The murder of George Floyd by a Minneapolis police officer has enraged the world, and rightly so. Abuse of Black persons by law enforcement is not new, however. It is entrenched. As a reporter early in my career, I saw it firsthand.
That is not to say that all American police officers are guilty of mistreating Black persons. I suspect, and hope, that only a small percentage of law enforcement officers are capable of carrying out racist violence. They must be held accountable. Even better, we need to prevent them from becoming officers of the law.

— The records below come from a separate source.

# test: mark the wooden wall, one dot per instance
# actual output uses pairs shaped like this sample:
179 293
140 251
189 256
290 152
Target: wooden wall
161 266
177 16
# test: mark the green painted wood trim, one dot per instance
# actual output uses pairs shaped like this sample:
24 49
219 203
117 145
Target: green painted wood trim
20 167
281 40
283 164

More common than outright violence, probably, is the subconscious bias that seems quite common among white Americans, some of whom happen to be police officers. In general, there is a lack of understanding among white persons - or perhaps it's denial - of the extent of institutionalized racism and the damage it has done.

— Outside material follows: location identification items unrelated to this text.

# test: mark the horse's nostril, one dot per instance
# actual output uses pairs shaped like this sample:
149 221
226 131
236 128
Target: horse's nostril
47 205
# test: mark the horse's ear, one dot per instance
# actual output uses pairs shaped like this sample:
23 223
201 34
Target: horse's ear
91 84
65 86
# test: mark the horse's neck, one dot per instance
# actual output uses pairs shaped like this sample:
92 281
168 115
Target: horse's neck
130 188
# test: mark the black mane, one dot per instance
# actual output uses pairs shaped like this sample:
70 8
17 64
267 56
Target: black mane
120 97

When my white ancestors came to America, they were able to "pull themselves up by their bootstraps," but make no mistake, this would have been all but impossible had they been Black. The Black experience is entirely different, and unfortunately, a significant number of white people can't see that. I believe there should be more study in public schools of Jim Crow laws and how they blocked any attempts at progress by Black citizens, and for a very long time. The fact is, no one can pull themselves up by their bootstraps when the path has been blocked every step of the way.
Again, referring to my own ancestors, upon their arrival in America, they were in a position, as white people, to make rapid progress, which they did. That is not to say it was easy. They worked extremely hard, saved, and sacrificed. But they were free to try.